I then panicked and started fixing errors by hand until my helpful colleagues Ben Balter and Joel Glovier reminded me to try Google Analytics and Google Webmaster Tools.

If you haven’t set up Google Webmaster Tools for your website, you really should. There are some great tools in there including the ability to export a CSV file containing 404 errors.

So I did that and wrote a new program, Jekyll URL Fixer, to examine the 404s and look for the corresponding Jekyll post files. I then renamed the affected files and updated the YAML front matter with the correct date.

Hopefully this fixes most of my bad URLs. Of course, if anyone linked to the broken URL in the interim, they’re kind of hosed in that regard.

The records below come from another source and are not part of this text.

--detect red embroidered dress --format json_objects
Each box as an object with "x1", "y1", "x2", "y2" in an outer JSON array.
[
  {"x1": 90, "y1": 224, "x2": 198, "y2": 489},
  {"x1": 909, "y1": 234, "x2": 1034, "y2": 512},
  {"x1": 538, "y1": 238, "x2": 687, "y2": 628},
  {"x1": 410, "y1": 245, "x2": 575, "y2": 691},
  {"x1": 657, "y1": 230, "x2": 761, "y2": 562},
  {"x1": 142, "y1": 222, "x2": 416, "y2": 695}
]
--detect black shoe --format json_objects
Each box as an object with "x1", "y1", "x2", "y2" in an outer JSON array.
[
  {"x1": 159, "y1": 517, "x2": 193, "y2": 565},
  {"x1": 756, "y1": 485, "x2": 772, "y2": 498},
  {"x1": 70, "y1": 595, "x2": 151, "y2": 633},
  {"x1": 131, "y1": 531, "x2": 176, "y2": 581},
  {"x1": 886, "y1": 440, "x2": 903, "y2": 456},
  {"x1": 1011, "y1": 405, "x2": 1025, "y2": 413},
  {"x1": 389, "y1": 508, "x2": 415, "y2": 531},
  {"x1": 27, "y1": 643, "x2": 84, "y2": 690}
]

I apologize for the inconvenience if you couldn’t find the content you were looking for and am happy to refund anyone’s subscription fees to Haacked.com (up to a maximum of $0.00 per person).

Found a typo or error? Suggest an edit! If accepted, your contribution is listed automatically here.

Comments

avatar

8 responses

  1. Avatar for James
    James December 12th, 2013

    i'm just here for the refund... i heard there were refunds.

  2. Avatar for James C
    James C December 13th, 2013

    Keep juggling those nuts while waiting... ;)

  3. Avatar for Matthieu Penant
    Matthieu Penant December 13th, 2013
  4. Avatar for haacked
    haacked December 13th, 2013

    Yeah, I believe the second URL you posted is the correct URL. You can find it here: http://forums.asp.net/t/157...

    Where did you find the first URL?

  5. Avatar for Matthieu Penant
    Matthieu Penant December 14th, 2013

    on SO : http://stackoverflow.com/qu... . But I fixed it to the new/correct one. Maybe it was a typo... Anyway it's fixed :)

  6. Avatar for Alistair Lattimore
    Alistair Lattimore December 16th, 2013

    Phil,

    There is a really easy to way do this with Google Analytics:

    1) Drill into Behaviour->Site Content->All Pages
    2) Switch to table's Primary Dimension to Page Title (above the table)
    3) Filter the table rows by searching for '404' (which is in your 404 error handler title tag)
    4) Drill into the 404 error filtered result
    5) Celebrate as you've just found every URL on your site generating a 404 error

    Al.

  7. Avatar for Rabo
    Rabo December 17th, 2013

    I want double the maximum refund or no deal!

  8. Avatar for Eric Z
    Eric Z December 20th, 2013

    There’s another kind of url related thing you can fix. All your rss feed items show up with .aspx at the end of the title.